Tempeh with mushroom sauce didn't provide much color on the canvas, yet the soft, rectangular patty was as moist as this fermented soybean product gets. The mushroom sauce was good too, but flimsy plastic forks could hardly pierce the carrots on top, nor do said utensils jibe with the co-op's stated mission touting "eco-friendliness" and use of "biodegradable goods." The rest of the paper materials, however, are in harmony with such claims.
Counter workers are knowledgeable about the food, and happy to reveal the ingredients that go into making them. "Salmon," they offer, is prepared with Brazil nuts, almonds, carrots, and beets. I passed, attempting instead to sate my seafood appetite with a vegan "save the tuna" sandwich wrapped in a cracked wheat tortilla; seasoned with sesame, wakame, and miso; and padded with alfalfa sprouts and a tomato slice. The main component — a medley of nuts, seeds, and whatnot — tasted a little like falafel mix, but it was better than it sounds.
The live "hamburger" loosely simulates the look of beef tartare and possesses a somewhat similar texture. Yet when the round patty is sandwiched in stiff spelt bread with sprouts and pulpy tomatoes, whatever burger taste it might have had don't come through. You'd think having to employ so few cooks would help keep prices low, but the burger is $14. That's a lot, even if it is accompanied by salad greens.
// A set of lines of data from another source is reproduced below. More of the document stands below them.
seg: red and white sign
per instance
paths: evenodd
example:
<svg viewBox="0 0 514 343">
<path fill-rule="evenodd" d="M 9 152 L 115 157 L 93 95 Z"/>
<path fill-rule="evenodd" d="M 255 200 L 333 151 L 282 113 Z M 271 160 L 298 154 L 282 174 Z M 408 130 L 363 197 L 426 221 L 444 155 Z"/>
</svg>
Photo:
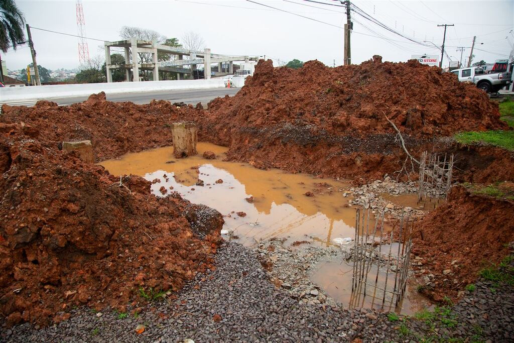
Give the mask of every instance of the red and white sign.
<svg viewBox="0 0 514 343">
<path fill-rule="evenodd" d="M 438 55 L 412 55 L 413 60 L 417 60 L 421 64 L 430 66 L 439 65 Z"/>
</svg>

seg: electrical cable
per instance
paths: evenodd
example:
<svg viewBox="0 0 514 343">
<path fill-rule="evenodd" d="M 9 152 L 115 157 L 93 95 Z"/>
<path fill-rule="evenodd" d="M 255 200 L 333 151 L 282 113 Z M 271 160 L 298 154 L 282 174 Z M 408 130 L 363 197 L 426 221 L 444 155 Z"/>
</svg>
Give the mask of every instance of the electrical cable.
<svg viewBox="0 0 514 343">
<path fill-rule="evenodd" d="M 313 6 L 311 5 L 307 5 L 307 4 L 301 4 L 300 3 L 295 3 L 294 1 L 290 1 L 290 0 L 282 0 L 282 1 L 285 1 L 286 3 L 291 3 L 291 4 L 296 4 L 296 5 L 301 5 L 302 6 L 307 6 L 307 7 L 312 7 L 313 8 L 317 8 L 318 9 L 323 10 L 324 11 L 328 11 L 329 12 L 335 12 L 335 13 L 341 13 L 341 14 L 344 14 L 345 13 L 345 12 L 341 12 L 340 11 L 336 11 L 335 10 L 331 10 L 331 9 L 329 9 L 328 8 L 323 8 L 323 7 L 318 7 L 318 6 Z M 309 2 L 314 2 L 314 3 L 318 3 L 318 2 L 316 2 L 316 1 L 310 1 L 309 0 L 304 0 L 304 1 L 309 1 Z M 338 6 L 338 7 L 342 7 L 343 6 Z"/>
<path fill-rule="evenodd" d="M 321 24 L 324 24 L 330 26 L 333 26 L 334 27 L 337 27 L 338 28 L 342 29 L 344 28 L 341 26 L 338 26 L 337 25 L 335 25 L 333 24 L 330 24 L 329 23 L 327 23 L 326 22 L 323 22 L 321 20 L 318 20 L 317 19 L 315 19 L 314 18 L 311 18 L 310 17 L 305 16 L 305 15 L 302 15 L 301 14 L 298 14 L 292 12 L 289 12 L 289 11 L 286 11 L 285 10 L 283 10 L 280 8 L 277 8 L 277 7 L 273 7 L 273 6 L 270 6 L 268 5 L 265 5 L 264 4 L 261 4 L 260 3 L 258 3 L 255 1 L 252 1 L 252 0 L 246 0 L 249 3 L 252 3 L 252 4 L 255 4 L 256 5 L 260 5 L 262 6 L 264 6 L 265 7 L 269 7 L 269 8 L 272 8 L 274 10 L 277 10 L 277 11 L 280 11 L 281 12 L 285 12 L 285 13 L 288 13 L 290 14 L 292 14 L 293 15 L 297 15 L 298 16 L 302 17 L 302 18 L 305 18 L 305 19 L 308 19 L 309 20 L 312 20 L 315 22 L 317 22 L 318 23 L 321 23 Z"/>
<path fill-rule="evenodd" d="M 93 41 L 98 41 L 99 42 L 107 42 L 105 40 L 103 39 L 97 39 L 96 38 L 89 38 L 89 37 L 84 37 L 83 36 L 77 35 L 76 34 L 71 34 L 70 33 L 65 33 L 64 32 L 60 32 L 57 31 L 52 31 L 51 30 L 46 30 L 45 29 L 41 29 L 39 27 L 34 27 L 33 26 L 30 26 L 30 28 L 34 29 L 34 30 L 41 30 L 41 31 L 46 31 L 46 32 L 52 32 L 52 33 L 59 33 L 59 34 L 64 34 L 64 35 L 69 35 L 72 37 L 78 37 L 79 38 L 84 38 L 85 39 L 90 39 Z"/>
</svg>

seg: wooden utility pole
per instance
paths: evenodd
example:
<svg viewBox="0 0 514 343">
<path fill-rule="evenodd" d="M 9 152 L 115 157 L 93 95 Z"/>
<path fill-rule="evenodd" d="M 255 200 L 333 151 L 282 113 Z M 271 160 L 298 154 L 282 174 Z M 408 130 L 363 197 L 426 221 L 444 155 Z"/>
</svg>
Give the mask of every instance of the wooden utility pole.
<svg viewBox="0 0 514 343">
<path fill-rule="evenodd" d="M 460 68 L 461 66 L 462 65 L 462 53 L 464 51 L 464 49 L 466 48 L 464 46 L 460 46 L 457 48 L 457 50 L 455 51 L 461 51 L 461 59 L 458 60 L 458 67 Z"/>
<path fill-rule="evenodd" d="M 38 70 L 38 62 L 35 61 L 35 50 L 34 50 L 34 43 L 32 41 L 32 34 L 30 34 L 30 27 L 27 24 L 27 35 L 29 38 L 29 46 L 30 47 L 30 53 L 32 56 L 32 64 L 34 65 L 34 74 L 35 74 L 35 84 L 41 85 L 41 81 L 39 79 L 39 70 Z"/>
<path fill-rule="evenodd" d="M 473 38 L 473 44 L 471 44 L 471 52 L 469 53 L 469 59 L 468 60 L 468 68 L 471 65 L 471 60 L 473 59 L 473 48 L 475 47 L 475 41 L 476 40 L 476 36 Z"/>
<path fill-rule="evenodd" d="M 444 56 L 445 54 L 445 41 L 446 40 L 446 27 L 447 26 L 455 26 L 453 24 L 443 24 L 441 25 L 437 25 L 437 26 L 444 26 L 445 27 L 445 33 L 444 35 L 443 36 L 443 46 L 441 47 L 441 60 L 439 61 L 439 67 L 443 67 L 443 57 Z"/>
<path fill-rule="evenodd" d="M 350 32 L 352 31 L 352 20 L 350 17 L 350 0 L 344 2 L 346 6 L 346 23 L 344 24 L 344 56 L 343 64 L 349 65 L 352 64 L 352 50 L 350 48 Z"/>
</svg>

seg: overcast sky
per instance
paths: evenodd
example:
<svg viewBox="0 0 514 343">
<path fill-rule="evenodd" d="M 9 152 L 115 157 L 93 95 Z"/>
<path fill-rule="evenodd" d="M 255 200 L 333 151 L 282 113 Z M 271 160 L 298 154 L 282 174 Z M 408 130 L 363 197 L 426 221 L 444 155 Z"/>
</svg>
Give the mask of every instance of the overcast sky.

Main courses cost about the same and come with salad or a steamed grain such as quinoa. Add a smoothie ($6 to $7), side ($6), or dessert ($3 to $8), and these prices add up to more than most folks probably want to pay for lunch.
An extensive variety of fantastic smoothies includes The Green Supreme: a sweet, revitalizing blend of banana, strawberries, mango, nut milk, agave, and spirulina. Fresh fruit juices, herbal teas, and soy milk-foamed cappuccinos hit the spot as well. And desserts by co-owner Barclay (a one-name personality, like Bono), who also runs Blu Dog Bakery in Miami, are nothing short of sensational. You'd never suspect that the gooey chocolate cupcake with white frosting; the tall, soft wedge of coconut cake; and the giant chocolate chip cookie were vegan — and thus lacking butter, eggs, and refined sugar and flour.
There is an art to creating delicious baked goods without such ingredients, as there is an art to creating any great food. Yet the culinary world's practitioners, no matter how talented, are more akin to craftsmen; cuisine, like those ornate handmade candles sold at street fairs, can be savored only within the duration of its utility. However you wish to categorize cooking — or noncooking, in this case — it seems that The Art of Food needs practice.